For Nova Cabs (ride-hailing app), instead of organizing code like this:
app/
├── presentation/
├── data/
├── domain/
We organized it like this:
app/
├── booking/
│ ├── presentation/
│ ├── data/
│ ├── domain/
├── driver/
│ ├── presentation/
│ ├── data/
│ ├── domain/
├── payments/
│ ├── presentation/
│ ├── data/
│ ├── domain/
Each domain (Booking, Driver, Payments) is a self-contained feature module with its own presentation, data, and domain layers. Dependencies only flow from outer domains to core domains—never the reverse.
This approach is powerful because:
- Teams own complete domains end-to-end
- Domain logic is naturally cohesive
- It's easy to extract a domain into a separate microservice later
- New engineers understand the structure immediately
Choosing the Right Pattern for Your Project
Here's my honest recommendation based on real-world experience:
- Small startup (1-3 engineers) — MVVM + Repository pattern. Simple, proven, fast to ship.
- Growing team (4-8 engineers) — VIPER or Domain-Driven Design. Enforce clear boundaries before technical debt becomes unmanageable.
- Complex state management (audio, video, real-time) — MVI pattern. The unidirectional flow pays dividends when debugging.
- Enterprise app (10+ engineers) — Combine DDD + VIPER + Jetpack Compose. Modular, scalable, team-friendly.
The mistake I see most engineers make is adopting a complex pattern too early. VIPER on a 5K line codebase is overengineering. But MVVM on a 200K line enterprise app is underengineering. Match the pattern to your problem space.
📖 Pro Tip
Start with MVVM + Repository. When you hit pain points (circular dependencies, untestable code, merge conflicts), migrate gradually to a more sophisticated pattern. Don't rewrite everything at once.
Key Takeaways
- MVVM is a presentation pattern, not an architecture pattern. It doesn't solve cross-feature orchestration or large-scale code organization.

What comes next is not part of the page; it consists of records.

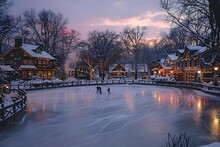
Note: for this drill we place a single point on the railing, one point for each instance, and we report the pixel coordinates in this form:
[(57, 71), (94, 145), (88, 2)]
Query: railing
[(45, 85), (18, 104)]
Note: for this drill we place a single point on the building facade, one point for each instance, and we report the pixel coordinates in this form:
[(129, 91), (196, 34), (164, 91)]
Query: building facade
[(30, 60)]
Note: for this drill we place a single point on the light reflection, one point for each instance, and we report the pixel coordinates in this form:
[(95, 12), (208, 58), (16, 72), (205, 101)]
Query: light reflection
[(215, 124), (130, 100)]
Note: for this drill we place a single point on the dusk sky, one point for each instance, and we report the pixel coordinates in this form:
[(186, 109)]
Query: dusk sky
[(88, 15)]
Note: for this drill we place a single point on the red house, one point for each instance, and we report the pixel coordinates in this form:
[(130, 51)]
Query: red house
[(30, 60)]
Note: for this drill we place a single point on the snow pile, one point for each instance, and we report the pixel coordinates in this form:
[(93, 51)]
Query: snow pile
[(215, 144)]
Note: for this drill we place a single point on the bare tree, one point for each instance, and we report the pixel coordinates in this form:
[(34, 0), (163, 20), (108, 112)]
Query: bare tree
[(131, 38), (7, 23), (88, 59), (103, 45), (197, 18)]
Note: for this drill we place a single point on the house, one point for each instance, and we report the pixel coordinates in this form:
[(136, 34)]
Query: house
[(190, 66), (30, 60), (127, 70)]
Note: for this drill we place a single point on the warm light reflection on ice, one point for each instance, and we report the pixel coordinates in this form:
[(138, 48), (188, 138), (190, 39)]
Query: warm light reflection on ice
[(132, 115)]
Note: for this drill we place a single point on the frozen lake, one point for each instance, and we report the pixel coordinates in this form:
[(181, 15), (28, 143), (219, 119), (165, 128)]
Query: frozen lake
[(131, 116)]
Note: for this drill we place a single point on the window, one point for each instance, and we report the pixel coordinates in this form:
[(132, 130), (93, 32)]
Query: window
[(25, 54), (11, 54), (11, 62), (39, 62), (30, 62), (25, 62)]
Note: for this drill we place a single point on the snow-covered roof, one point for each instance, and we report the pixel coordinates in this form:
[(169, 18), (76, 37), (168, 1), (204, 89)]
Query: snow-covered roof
[(27, 66), (30, 49), (112, 66), (6, 68), (198, 49), (130, 67), (180, 50), (172, 57), (162, 61)]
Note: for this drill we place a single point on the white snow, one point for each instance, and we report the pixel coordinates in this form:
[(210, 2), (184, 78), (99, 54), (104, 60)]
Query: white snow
[(6, 68), (27, 66), (30, 49), (215, 144)]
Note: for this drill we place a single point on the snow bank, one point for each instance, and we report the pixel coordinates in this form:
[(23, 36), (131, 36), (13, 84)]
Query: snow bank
[(215, 144)]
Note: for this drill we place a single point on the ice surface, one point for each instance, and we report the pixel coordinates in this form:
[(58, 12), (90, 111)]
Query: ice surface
[(132, 115)]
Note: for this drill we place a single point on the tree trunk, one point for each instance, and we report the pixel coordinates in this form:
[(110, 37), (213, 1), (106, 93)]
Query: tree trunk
[(90, 72)]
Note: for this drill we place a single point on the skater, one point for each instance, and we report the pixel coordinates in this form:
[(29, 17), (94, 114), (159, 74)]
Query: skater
[(100, 90), (108, 91), (97, 89)]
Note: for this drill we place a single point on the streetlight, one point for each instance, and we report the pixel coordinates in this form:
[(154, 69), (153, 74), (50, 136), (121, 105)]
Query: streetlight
[(215, 76), (199, 73)]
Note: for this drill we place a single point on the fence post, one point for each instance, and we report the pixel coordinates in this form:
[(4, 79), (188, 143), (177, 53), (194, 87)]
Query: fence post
[(2, 111)]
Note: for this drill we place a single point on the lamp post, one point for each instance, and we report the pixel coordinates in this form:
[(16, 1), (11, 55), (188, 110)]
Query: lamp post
[(215, 76), (199, 74)]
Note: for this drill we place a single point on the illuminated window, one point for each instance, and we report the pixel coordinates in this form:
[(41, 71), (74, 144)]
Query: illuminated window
[(11, 54), (25, 62), (39, 62), (30, 62)]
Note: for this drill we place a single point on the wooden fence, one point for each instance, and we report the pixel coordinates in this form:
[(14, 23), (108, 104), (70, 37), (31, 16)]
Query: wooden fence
[(193, 85), (18, 104)]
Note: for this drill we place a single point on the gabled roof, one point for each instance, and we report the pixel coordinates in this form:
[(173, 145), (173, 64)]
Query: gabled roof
[(172, 57), (30, 50), (194, 50), (180, 50), (6, 68), (130, 67), (27, 66)]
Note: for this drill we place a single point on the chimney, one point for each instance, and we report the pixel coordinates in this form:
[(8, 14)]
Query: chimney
[(18, 41)]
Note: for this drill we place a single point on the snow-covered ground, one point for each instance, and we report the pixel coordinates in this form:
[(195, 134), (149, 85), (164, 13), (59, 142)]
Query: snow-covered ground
[(216, 144), (132, 115)]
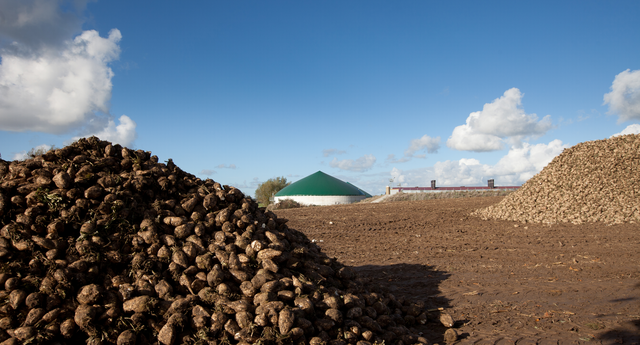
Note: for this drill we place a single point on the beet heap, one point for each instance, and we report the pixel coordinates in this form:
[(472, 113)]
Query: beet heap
[(594, 181), (104, 245)]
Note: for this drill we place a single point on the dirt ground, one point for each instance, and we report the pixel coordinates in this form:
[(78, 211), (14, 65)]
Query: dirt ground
[(503, 282)]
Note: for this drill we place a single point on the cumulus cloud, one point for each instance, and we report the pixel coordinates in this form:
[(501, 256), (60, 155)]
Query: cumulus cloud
[(58, 91), (431, 145), (123, 133), (500, 121), (631, 129), (361, 164), (24, 154), (391, 159), (53, 82), (224, 166), (519, 165), (331, 152), (624, 98)]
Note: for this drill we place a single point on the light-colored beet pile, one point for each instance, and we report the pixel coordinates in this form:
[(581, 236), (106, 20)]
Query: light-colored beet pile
[(594, 181), (104, 245)]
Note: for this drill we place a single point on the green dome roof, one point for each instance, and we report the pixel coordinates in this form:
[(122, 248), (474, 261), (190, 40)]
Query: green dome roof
[(320, 184)]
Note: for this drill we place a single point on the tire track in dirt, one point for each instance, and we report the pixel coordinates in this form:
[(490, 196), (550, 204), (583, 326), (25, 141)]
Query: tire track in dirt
[(503, 282)]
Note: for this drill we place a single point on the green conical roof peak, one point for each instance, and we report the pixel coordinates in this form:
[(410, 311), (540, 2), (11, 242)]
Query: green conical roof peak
[(320, 183)]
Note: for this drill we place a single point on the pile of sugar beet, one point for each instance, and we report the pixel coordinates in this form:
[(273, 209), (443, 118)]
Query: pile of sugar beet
[(100, 244), (594, 181)]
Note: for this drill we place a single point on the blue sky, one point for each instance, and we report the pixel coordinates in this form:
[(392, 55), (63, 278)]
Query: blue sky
[(366, 91)]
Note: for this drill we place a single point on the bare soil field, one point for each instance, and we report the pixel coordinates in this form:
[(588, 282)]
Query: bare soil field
[(503, 282)]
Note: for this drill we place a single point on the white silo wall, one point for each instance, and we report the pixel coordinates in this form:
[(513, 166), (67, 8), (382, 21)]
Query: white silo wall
[(322, 200)]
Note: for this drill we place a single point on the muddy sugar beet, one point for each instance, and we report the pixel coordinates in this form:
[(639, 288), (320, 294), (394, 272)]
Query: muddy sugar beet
[(101, 244), (594, 181)]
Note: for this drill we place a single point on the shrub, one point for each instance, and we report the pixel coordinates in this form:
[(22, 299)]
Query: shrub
[(268, 189), (284, 204)]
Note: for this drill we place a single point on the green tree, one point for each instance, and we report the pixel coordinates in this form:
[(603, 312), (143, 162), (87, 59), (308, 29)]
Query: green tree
[(39, 151), (268, 189)]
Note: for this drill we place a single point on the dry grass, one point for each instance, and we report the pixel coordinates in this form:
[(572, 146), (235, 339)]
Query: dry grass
[(438, 195)]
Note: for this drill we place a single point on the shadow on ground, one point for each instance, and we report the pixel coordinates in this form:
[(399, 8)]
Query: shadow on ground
[(413, 283), (628, 332)]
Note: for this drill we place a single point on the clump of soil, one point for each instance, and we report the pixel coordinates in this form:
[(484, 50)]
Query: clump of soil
[(595, 181), (105, 245)]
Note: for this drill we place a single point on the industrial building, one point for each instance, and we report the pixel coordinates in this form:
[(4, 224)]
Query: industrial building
[(321, 189)]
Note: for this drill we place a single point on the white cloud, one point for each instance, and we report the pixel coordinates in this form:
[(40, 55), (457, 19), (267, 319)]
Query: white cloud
[(519, 165), (425, 143), (500, 121), (397, 177), (391, 158), (363, 163), (56, 91), (23, 154), (330, 152), (631, 129), (123, 134), (624, 98)]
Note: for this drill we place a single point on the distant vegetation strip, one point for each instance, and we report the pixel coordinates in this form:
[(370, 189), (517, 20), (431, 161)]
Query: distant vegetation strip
[(439, 195), (288, 203)]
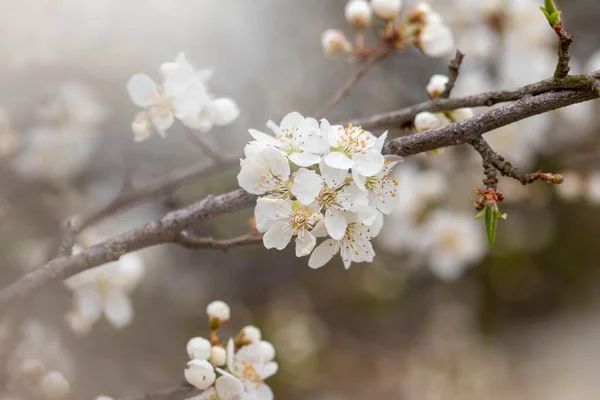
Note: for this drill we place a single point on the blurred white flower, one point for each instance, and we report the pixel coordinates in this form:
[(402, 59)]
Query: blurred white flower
[(198, 348), (54, 385), (182, 95), (437, 85), (219, 310), (250, 334), (358, 13), (334, 42), (386, 9), (105, 290), (250, 367), (425, 121), (200, 374), (451, 242)]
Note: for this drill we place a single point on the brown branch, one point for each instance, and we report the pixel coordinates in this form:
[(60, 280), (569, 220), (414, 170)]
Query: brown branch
[(488, 99), (360, 71), (172, 393), (453, 71), (167, 229), (153, 189), (163, 230), (191, 241), (490, 157)]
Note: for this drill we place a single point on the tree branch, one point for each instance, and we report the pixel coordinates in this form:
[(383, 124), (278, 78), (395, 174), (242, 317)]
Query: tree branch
[(191, 241), (488, 99), (167, 229), (171, 393)]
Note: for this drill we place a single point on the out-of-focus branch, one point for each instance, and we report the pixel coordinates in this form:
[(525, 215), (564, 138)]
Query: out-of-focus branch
[(172, 393), (153, 189), (359, 72), (163, 230), (167, 229), (192, 241), (488, 99)]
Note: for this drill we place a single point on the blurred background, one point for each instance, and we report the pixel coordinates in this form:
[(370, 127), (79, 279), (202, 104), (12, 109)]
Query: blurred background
[(450, 320)]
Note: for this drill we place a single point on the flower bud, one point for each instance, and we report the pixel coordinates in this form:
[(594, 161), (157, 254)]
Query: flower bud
[(218, 356), (218, 310), (198, 348), (200, 374), (425, 121), (436, 40), (267, 350), (334, 42), (386, 9), (54, 385), (437, 85), (358, 13), (141, 127), (32, 369), (461, 114), (250, 334)]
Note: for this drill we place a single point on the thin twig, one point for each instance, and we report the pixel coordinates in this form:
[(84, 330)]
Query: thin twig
[(453, 71), (360, 71), (488, 99), (506, 168), (191, 241), (167, 229), (172, 393)]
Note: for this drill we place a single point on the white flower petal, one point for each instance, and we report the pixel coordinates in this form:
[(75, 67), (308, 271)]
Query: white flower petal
[(323, 253), (339, 160), (336, 224), (118, 309), (307, 185), (277, 236), (304, 159), (305, 243), (142, 90)]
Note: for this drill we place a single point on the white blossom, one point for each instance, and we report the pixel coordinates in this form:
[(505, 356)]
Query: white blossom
[(54, 385), (200, 374), (199, 348), (355, 245), (250, 334), (437, 85), (452, 242), (386, 9), (105, 290), (334, 42), (250, 367), (425, 121), (218, 356), (283, 219), (436, 40), (358, 13), (219, 310)]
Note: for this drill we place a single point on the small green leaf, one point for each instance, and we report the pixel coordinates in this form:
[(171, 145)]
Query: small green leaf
[(480, 214)]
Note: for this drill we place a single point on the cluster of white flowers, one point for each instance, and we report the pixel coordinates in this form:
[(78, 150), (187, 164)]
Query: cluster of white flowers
[(35, 363), (426, 120), (242, 364), (318, 180), (447, 241), (183, 94), (422, 27), (104, 290), (60, 147)]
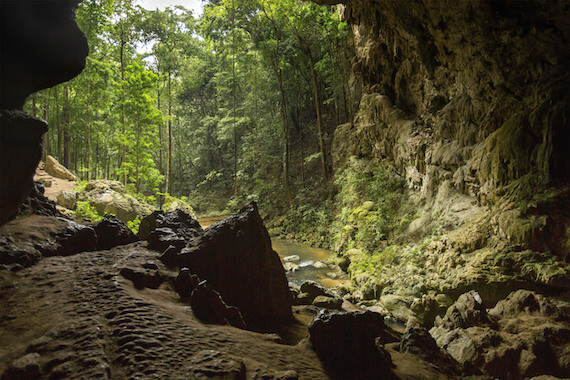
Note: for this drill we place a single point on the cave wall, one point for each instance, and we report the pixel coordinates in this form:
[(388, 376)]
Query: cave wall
[(40, 46), (470, 102)]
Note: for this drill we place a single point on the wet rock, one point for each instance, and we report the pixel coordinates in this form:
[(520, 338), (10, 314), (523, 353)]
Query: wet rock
[(144, 278), (350, 344), (236, 258), (467, 311), (314, 289), (328, 302), (67, 199), (24, 368), (210, 364), (109, 197), (419, 342), (111, 232), (162, 238), (209, 307), (185, 284), (55, 169), (526, 338), (170, 256), (38, 204), (344, 263), (181, 223)]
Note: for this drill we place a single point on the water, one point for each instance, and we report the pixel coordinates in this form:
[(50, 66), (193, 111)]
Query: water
[(301, 262)]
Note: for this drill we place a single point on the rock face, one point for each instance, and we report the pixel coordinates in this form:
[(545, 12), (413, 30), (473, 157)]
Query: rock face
[(54, 168), (523, 336), (28, 238), (350, 344), (109, 197), (468, 101), (41, 46), (236, 258), (111, 232)]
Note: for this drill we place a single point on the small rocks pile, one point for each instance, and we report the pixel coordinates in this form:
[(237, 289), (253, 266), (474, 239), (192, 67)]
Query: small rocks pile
[(231, 263)]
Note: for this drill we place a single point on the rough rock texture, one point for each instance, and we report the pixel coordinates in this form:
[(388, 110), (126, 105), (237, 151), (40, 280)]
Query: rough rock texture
[(469, 102), (236, 258), (111, 232), (40, 46), (20, 142), (28, 238), (55, 169), (523, 336), (109, 197), (350, 344)]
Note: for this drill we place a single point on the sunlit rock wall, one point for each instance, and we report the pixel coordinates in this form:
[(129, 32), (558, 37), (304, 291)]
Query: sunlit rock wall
[(470, 101)]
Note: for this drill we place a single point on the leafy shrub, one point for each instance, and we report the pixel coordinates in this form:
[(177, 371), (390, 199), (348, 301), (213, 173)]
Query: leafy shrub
[(84, 210)]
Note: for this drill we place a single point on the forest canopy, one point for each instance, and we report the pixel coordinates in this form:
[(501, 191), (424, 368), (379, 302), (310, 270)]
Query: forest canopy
[(238, 104)]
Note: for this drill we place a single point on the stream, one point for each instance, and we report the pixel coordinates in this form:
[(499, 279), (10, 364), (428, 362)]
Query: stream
[(301, 262)]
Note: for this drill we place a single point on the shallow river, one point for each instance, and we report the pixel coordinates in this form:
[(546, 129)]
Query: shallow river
[(301, 261)]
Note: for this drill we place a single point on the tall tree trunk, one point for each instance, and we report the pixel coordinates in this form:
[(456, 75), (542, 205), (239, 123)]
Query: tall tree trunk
[(46, 144), (87, 136), (59, 124), (124, 126), (66, 132), (169, 131)]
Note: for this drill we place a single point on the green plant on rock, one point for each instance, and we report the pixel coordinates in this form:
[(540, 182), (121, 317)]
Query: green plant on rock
[(84, 210)]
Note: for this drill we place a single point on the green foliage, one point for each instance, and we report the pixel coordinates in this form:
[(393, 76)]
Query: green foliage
[(84, 210), (135, 224), (368, 201)]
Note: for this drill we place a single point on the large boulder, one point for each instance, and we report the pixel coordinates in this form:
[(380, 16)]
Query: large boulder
[(111, 232), (55, 169), (67, 199), (528, 336), (236, 258), (350, 344), (28, 238), (179, 221), (109, 197)]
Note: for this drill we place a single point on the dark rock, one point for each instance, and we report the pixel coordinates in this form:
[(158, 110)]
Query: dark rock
[(142, 278), (162, 238), (38, 204), (185, 284), (349, 344), (41, 46), (74, 238), (419, 342), (178, 221), (26, 367), (314, 290), (525, 340), (236, 258), (170, 256), (111, 232), (209, 307), (467, 311), (344, 263), (24, 255), (210, 364), (20, 153), (328, 302)]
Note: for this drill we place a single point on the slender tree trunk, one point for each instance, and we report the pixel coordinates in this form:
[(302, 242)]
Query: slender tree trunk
[(66, 132), (46, 144), (124, 126), (59, 124), (87, 136), (169, 131)]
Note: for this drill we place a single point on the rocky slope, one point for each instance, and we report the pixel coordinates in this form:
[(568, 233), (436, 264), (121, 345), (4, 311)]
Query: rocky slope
[(469, 102)]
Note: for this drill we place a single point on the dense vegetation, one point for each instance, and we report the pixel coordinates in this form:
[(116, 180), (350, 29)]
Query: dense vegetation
[(240, 104)]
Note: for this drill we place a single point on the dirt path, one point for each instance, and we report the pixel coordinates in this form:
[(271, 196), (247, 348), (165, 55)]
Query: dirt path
[(82, 317)]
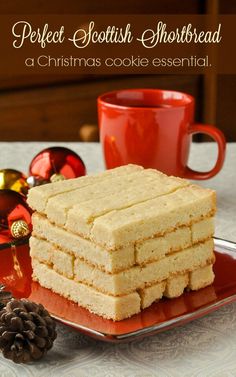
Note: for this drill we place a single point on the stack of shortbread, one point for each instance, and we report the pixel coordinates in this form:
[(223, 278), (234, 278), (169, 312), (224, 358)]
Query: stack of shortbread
[(117, 241)]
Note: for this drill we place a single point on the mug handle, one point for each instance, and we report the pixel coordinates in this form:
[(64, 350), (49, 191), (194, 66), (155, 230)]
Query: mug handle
[(219, 137)]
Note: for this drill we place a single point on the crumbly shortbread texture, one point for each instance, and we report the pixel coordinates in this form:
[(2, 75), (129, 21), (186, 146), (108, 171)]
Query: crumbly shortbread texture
[(120, 240)]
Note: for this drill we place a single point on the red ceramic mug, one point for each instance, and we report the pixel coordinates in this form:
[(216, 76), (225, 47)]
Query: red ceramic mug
[(153, 128)]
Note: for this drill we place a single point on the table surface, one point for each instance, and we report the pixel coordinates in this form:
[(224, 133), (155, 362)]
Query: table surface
[(202, 348)]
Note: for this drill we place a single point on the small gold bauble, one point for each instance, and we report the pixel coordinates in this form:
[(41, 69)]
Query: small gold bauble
[(19, 229), (57, 177)]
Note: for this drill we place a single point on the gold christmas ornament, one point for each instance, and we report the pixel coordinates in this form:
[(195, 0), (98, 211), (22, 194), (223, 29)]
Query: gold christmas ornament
[(19, 229), (57, 178), (13, 180)]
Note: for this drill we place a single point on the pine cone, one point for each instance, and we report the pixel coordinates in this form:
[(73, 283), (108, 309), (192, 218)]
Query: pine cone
[(27, 331), (4, 296)]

- VIPER enforces strict separation of concerns and works beautifully for large teams building modular Android apps with Kotlin.
- MVI's unidirectional data flow makes complex state management (audio, real-time, animations) predictable and testable.
- Domain-Driven Design organizes code around business concepts, not technical layers—perfect for enterprise Android development at scale.
- Match your architecture to your team size and problem complexity. Over-engineer early and you'll move slowly. Under-engineer and you'll drown in technical debt.